Generally speaking though, residential treatment’s more about safety than recovery. “The best place for a person to recover is in their life, in their home, when they’re going to college, working, with their family, so the focus isn’t on more beds but on more services in the community,” says Parsons.
It’s “absolutely possible” to recover from eating disorder, says Parsons, who understands that one-third of people recover fully, another one-third recover to the point where they’re able to live a normal life though still with some distortion around eating/food/control. The final one-third don’t recover. “Recovery always means different things to different people.”
Caroline had to be willing to go to any lengths to recover. “That meant facing my eating disorder head-on and letting go of it. I’d developed anorexia nearly 20 years ago. When it comes to addiction, it was my first love. The alcoholism came later and as much as I loved drink, I loved my anorexia more.
“I wasn’t going to give it up without a fight. I didn’t want to give it up, I had to. I’d been told time and again that I’d have no recovery from alcoholism if I didn’t deal with my anorexia. One of my biggest turning points was when I started to separate myself from my anorexia.
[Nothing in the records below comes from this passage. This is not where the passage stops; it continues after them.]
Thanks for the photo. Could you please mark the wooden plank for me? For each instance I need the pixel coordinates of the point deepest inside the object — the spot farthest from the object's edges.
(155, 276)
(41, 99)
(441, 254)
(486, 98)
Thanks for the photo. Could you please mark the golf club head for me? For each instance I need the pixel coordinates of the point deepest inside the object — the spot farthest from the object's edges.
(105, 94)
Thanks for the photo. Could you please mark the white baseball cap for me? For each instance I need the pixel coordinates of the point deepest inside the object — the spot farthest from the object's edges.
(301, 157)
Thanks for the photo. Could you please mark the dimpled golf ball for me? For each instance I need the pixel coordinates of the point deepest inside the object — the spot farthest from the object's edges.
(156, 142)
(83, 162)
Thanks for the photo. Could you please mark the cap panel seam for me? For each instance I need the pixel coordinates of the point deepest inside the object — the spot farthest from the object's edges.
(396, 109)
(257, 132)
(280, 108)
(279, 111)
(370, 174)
I used to think we were one, that I was my anorexia and my anorexia was me.
“Once I began to separate myself from it, I began to recognise how it presents itself to me in many guises and speaks to me in many ways. It mostly tells me the less I eat, the better I’ll feel. That if I maintain rigid control over the food that goes into my mouth, it means I’m in control of my life. Now I know that really I’m not in control at all, but anorexia can be very convincing.
“[Today], I mainly have an amazing and amazingly simple life, which is what’s recommended. I have a job and friends and a solid network around me at all times. I am more than OK.” * Caroline’s story features in the 2018 Tabor Group report. Her name has been changed.